Neste “mergulho profundo na história”, como ela gosta de falar, outro aspecto chama atenção. Segundo a professora, era muito comum os alunos copiarem o que liam na internet para responder às pesquisas e usarem como ilustração fotos que encontravam na rede, sem se atentar aos direitos autorais. Ela passou então a trabalhar com as mídias digitais, explorando a diferença entre presença digital e cidadania digital. “Hoje pensam 10 milhões de vezes antes de pegar imagem na internet e copiar, existe lei, alguém que fotografou, direitos autorais. É papel do professor abrir os olhos dos meninos sobre a internet.”
 
Nesta parte do trabalho, empatia e formas de se posicionar em redes sociais também foram tratados. “Trabalhei adjetivos, como o uso de palavras bem ditas e malditas, o poder que o adjetivo tem. Um cidadão digital não sai por aí em redes sociais escrevendo palavras malditas, ele se coloca no lugar do outro, tem empatia.
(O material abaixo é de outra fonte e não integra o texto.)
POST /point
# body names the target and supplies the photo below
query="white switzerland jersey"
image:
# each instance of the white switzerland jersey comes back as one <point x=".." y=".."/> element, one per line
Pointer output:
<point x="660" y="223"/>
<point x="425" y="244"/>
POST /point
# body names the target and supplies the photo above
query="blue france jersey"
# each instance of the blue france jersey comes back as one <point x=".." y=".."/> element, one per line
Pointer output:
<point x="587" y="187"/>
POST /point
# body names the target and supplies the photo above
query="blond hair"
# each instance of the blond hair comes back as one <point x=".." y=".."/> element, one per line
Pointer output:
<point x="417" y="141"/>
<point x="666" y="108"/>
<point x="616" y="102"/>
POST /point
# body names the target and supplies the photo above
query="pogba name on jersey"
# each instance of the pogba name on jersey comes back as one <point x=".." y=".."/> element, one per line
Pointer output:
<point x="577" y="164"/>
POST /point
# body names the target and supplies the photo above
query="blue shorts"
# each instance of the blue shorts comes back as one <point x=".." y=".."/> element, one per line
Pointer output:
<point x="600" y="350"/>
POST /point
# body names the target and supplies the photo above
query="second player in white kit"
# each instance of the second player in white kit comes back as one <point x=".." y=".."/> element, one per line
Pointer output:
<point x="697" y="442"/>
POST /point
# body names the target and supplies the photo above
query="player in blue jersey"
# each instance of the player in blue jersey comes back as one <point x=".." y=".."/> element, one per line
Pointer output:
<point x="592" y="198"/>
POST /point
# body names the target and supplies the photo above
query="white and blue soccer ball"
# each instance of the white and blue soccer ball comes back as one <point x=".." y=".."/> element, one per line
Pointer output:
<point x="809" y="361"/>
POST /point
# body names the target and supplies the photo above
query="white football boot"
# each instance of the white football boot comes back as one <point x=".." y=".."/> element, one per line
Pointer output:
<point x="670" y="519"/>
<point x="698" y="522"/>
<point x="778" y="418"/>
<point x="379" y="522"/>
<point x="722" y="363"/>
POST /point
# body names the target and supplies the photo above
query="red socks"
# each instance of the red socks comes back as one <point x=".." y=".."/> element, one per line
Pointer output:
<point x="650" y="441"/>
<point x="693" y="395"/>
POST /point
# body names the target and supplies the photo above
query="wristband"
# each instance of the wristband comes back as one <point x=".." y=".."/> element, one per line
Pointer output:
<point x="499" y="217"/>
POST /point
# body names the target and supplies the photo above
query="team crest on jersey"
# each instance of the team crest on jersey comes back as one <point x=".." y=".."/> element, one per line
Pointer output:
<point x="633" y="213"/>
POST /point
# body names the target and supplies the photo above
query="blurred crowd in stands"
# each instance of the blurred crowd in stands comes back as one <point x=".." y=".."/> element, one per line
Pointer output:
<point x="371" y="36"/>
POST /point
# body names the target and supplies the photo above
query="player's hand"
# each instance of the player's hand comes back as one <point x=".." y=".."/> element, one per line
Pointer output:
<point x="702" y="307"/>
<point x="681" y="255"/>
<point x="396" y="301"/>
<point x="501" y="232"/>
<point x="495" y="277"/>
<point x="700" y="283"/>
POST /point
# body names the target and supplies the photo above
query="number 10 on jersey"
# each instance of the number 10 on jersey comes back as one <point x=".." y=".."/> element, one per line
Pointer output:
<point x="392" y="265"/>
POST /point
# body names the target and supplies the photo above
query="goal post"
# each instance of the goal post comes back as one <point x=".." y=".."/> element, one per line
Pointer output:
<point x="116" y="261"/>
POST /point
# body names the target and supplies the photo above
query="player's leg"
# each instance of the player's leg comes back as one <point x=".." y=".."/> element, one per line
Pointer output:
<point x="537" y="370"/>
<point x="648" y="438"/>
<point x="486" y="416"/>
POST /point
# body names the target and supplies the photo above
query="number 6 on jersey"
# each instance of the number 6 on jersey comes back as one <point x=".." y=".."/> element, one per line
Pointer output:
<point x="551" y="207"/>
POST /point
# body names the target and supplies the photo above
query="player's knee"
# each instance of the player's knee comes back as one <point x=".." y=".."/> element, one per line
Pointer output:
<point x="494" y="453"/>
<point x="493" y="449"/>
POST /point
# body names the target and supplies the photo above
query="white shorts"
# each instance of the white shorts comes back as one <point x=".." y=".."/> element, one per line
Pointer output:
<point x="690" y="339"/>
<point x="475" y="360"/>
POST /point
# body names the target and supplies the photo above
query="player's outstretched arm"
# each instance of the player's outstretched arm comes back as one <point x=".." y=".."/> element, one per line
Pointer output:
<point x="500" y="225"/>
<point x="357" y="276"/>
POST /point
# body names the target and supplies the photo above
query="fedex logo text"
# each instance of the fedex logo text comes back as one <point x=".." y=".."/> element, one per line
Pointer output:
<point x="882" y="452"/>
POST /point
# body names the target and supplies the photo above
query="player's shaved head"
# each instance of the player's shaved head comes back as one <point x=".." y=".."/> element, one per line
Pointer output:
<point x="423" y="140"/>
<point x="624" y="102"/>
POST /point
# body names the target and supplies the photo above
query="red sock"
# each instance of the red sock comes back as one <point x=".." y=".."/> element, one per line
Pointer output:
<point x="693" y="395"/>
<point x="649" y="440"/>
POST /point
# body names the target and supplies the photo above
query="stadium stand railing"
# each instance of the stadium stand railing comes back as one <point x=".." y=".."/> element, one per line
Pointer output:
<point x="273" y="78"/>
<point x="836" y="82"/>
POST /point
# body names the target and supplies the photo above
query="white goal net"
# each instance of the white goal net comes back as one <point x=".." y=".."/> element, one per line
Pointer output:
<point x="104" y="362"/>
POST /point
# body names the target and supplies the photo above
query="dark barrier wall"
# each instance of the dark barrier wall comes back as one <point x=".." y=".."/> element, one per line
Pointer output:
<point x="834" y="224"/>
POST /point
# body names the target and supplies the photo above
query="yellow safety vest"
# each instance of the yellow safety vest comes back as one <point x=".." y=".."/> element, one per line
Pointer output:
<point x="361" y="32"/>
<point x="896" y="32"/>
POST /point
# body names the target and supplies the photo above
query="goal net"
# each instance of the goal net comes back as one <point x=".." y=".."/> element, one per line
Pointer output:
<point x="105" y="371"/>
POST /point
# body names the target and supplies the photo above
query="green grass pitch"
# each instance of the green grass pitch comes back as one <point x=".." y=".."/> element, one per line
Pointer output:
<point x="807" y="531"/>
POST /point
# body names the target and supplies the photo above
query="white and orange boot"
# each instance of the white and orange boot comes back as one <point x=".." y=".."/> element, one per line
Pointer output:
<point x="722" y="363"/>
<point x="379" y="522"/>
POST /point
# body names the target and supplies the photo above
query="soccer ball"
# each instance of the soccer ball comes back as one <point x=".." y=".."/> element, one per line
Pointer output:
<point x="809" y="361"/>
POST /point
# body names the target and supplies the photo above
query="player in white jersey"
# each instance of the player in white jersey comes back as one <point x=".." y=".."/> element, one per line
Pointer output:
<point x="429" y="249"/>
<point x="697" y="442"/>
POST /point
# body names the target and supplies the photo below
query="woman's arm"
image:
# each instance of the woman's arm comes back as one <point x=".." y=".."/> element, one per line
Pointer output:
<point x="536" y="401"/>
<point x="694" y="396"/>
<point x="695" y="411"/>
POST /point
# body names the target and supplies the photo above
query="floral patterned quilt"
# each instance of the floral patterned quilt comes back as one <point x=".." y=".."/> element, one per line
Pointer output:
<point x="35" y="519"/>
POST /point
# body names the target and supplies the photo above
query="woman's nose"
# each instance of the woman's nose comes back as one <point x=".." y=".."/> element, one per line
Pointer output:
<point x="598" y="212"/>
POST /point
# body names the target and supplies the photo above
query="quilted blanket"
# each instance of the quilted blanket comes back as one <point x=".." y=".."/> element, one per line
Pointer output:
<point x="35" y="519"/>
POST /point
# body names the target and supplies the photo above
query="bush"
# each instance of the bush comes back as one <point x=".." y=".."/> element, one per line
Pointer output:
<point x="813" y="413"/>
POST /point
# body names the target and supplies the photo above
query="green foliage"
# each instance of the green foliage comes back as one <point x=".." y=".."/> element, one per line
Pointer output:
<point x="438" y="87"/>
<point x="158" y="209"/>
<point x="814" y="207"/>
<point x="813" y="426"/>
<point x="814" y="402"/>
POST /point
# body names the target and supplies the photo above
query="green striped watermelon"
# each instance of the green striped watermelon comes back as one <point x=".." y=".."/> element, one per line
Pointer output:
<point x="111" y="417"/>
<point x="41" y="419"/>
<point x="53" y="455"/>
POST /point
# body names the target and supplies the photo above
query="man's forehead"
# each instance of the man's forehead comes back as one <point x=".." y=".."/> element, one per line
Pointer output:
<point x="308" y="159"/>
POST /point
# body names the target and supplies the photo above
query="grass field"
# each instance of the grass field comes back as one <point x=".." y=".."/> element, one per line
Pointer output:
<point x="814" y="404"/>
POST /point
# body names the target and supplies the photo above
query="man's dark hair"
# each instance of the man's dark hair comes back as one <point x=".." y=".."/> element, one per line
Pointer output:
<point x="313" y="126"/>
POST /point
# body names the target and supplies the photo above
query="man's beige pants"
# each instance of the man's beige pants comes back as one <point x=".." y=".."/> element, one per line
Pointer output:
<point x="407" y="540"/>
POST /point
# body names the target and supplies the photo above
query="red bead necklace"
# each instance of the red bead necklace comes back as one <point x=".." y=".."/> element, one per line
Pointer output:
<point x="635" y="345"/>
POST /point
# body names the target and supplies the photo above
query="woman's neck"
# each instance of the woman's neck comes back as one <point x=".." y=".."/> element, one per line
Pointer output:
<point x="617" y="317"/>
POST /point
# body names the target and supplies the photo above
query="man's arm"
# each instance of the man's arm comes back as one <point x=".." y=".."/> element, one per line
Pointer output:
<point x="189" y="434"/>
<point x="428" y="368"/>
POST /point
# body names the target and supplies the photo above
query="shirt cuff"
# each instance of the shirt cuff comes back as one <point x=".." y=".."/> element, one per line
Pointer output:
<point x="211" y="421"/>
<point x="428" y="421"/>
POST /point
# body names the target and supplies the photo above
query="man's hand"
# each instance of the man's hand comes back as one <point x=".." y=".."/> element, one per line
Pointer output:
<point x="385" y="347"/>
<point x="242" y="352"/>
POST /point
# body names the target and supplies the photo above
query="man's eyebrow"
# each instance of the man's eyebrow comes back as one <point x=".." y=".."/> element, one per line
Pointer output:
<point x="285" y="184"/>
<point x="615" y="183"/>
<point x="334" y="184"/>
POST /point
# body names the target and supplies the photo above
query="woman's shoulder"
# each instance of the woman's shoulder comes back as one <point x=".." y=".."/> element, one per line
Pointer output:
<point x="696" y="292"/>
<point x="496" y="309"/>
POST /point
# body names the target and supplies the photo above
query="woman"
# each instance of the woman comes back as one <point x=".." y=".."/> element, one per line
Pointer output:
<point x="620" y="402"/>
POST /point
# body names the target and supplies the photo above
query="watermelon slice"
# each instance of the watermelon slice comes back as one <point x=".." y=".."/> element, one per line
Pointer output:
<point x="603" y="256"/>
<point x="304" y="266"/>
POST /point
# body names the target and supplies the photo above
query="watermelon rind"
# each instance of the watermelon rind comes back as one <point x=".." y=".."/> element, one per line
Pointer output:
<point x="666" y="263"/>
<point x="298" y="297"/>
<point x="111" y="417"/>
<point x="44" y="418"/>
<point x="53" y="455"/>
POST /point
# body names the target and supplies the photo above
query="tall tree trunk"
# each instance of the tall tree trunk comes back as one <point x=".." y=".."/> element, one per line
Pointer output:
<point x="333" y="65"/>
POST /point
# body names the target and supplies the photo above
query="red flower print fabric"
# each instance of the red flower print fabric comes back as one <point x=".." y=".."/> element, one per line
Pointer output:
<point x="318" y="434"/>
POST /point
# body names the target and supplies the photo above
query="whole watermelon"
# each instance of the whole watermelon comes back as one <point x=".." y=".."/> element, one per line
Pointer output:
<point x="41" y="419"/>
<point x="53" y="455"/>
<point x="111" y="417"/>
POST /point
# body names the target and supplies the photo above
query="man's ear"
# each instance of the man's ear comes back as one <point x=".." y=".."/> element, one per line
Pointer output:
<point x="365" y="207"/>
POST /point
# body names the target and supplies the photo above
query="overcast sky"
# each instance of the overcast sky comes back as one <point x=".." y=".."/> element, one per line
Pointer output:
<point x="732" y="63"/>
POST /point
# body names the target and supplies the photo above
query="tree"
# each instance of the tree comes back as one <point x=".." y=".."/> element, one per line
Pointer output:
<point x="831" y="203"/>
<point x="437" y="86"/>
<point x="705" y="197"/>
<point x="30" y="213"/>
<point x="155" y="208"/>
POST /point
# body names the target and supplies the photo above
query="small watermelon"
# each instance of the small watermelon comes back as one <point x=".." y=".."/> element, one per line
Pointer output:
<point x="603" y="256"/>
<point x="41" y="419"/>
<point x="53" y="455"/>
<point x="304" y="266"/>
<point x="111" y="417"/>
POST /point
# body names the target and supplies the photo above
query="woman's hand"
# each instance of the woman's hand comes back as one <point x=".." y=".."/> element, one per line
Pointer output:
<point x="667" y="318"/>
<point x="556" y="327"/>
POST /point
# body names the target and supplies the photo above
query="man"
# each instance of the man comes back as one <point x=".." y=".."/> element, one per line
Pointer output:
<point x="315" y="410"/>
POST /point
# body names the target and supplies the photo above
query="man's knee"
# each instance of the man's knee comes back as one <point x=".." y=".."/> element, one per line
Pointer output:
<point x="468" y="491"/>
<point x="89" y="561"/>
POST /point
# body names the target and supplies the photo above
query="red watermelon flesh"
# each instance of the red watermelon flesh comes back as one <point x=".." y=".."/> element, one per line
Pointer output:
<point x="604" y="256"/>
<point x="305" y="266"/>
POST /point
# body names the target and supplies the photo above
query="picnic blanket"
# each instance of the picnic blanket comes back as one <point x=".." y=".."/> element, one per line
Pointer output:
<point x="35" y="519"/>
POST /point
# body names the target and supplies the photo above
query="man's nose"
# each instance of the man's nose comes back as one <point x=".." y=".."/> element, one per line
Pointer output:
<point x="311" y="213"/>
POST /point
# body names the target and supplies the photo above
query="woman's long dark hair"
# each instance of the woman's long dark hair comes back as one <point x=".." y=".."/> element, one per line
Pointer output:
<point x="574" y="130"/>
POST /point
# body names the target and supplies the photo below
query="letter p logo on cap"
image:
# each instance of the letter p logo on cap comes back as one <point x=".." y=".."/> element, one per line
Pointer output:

Além disso, com a constante análise dos textos, eles formam uma consciência crítica capaz de discernir sobre o que lêem num mundo em que temos muitos produtores de conteúdo.” 
 
A professora, que também criou uma biblioteca virtual com livros baixados de forma legal na internet, conta que já percebe uma diferença significativa na escrita dos alunos e na sua capacidade argumentativa.  “Quando eles estudam o que está próximo, eles conseguem linkar com o que está mais distante, quando vêem um texto de outra realidade, eles já conseguem analisar. Partimos do território como identidade: o local com o global. Esse global não existiria sem mim, eu também faço parte.”
 
Para a coordenadora Rosana, esse trabalho demonstra amor e respeito pela comunidade. “Ele serve de referência para professores que atuam em outras disciplinas. A professora demonstra o amor e a dedicação do educador popular (em referência a Paulo Freire) que quer que a comunidade se conscientize de sua força, se aproprie desses saberes e em retorno fortaleça a sua identidade local”.
 
Enilzete faz suas previsões: “Imagina como eles estarão daqui a uns três anos!”, fazendo referência ao desenvolvimento dos alunos. O seu fazer tem referências no passado, na alfabetização com carvão e no legado do pai. No exercício da simplicidade e paciência reside a força do seu fazer. Assim como a mãe, potencializa os recursos que tem para provocar a evolução das aprendizagens dos meninos e meninas de Caeté-Açu, praticando as referências de Paulo Freire e fazendo-nos crer que a educação é, de fato, um ato de coragem e, sobretudo, de amor.